Il cuore di Polinice non batteva da anni. E lei, dolce sorella, lo ha sempre saputo ma nessuno le ha mai prestato attenzione. Fin da piccola, quando posava il capo sul petto del fratello adorato ne ha conosciuto i battiti e quelli trasmessi dalla macchina non erano sicuramente i suoi.



Il legislatore è colto di sorpresa alla notizia dell’atto della nipote ma rimane risoluto nella sua decisione. Come già detto, non devono nemmeno esistere delle eccezioni, causando potenziali e pericolosi precedenti.
Antigone viene condannata al carcere a vita, contro il parere della stessa opinione pubblica e del principe Emone. Un ragazzo che venera il padre ma ne rispetta le volontà, contro il suo stesso cuore. Distrutto e annientato ma consapevole che il bene superiore viene prima di ogni cosa e nessuna opposizione potrà mai abbattere questo muro.

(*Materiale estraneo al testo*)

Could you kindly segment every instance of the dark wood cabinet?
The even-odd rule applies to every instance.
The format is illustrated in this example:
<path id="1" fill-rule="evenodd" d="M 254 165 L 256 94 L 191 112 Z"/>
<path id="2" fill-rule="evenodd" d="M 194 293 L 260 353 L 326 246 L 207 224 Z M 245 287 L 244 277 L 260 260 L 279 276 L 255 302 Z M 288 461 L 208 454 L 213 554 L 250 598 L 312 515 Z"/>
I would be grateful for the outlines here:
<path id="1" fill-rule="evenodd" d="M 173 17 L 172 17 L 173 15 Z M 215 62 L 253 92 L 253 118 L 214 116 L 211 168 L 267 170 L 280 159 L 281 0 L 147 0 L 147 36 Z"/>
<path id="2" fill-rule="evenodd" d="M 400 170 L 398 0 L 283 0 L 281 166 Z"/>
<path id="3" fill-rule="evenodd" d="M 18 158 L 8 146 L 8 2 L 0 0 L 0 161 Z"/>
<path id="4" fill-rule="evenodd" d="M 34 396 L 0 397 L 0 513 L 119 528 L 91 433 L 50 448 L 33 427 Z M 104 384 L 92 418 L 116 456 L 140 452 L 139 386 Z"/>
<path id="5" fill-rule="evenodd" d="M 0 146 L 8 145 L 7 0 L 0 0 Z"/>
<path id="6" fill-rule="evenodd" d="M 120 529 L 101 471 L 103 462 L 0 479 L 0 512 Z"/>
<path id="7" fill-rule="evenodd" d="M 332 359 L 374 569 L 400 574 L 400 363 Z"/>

Il carcere è un luogo in cui la disperazione annienta anima e corpo e dove la protagonista si troverà a fare i conti con il suo destino. Morirà in carcere, tra stenti, sofferenze e privazioni. Si sente sola, smarrita e decide di gestire la situazione a modo suo.
Lei, che non hai mai accettato nessuna realtà precostituita e non subisce la legge; lei vuole comprendere e capire la realtà che la circonda. Crede nell’uomo e non nella mera attuazione schematica e fredda della legislazione.
Vuole un mondo a misura di essere umani.


Un tragedia che rivela nella sua drammaticità di quanto spesso il mondo legislativo sia tanto lontano dalla realtà umana e di come una legge non sia sinonimo di verità assoluta.






Un’opera straordinaria messa in scena da una compagnia altrettanto straordinaria che ha permesso una catarsi profonda ed introspettiva dei personaggi. Ognuno di essi ha un un universo di emozioni, pensieri, opinioni e convinzioni.
Il grido in difesa dell’ umanità che va oltre la legge. Per rispettare l’essere umano e la sua dignità, anche a costo della vita stessa.



Antigone è un eroina eternamente moderna e immortale.
Difensore della verità prima che della legge.
Paladina della vera equità della giurisdizione.
Guerriera verso un mondo più giusto, il cui grido riecheggia ancora da millenni: la potenza mai si è spenta e mai verrà mai meno.
Come una passione bruciante verso la giustizia che oltrepassa la morte stessa e i tempi, per rimanere eterna nel suo impeto.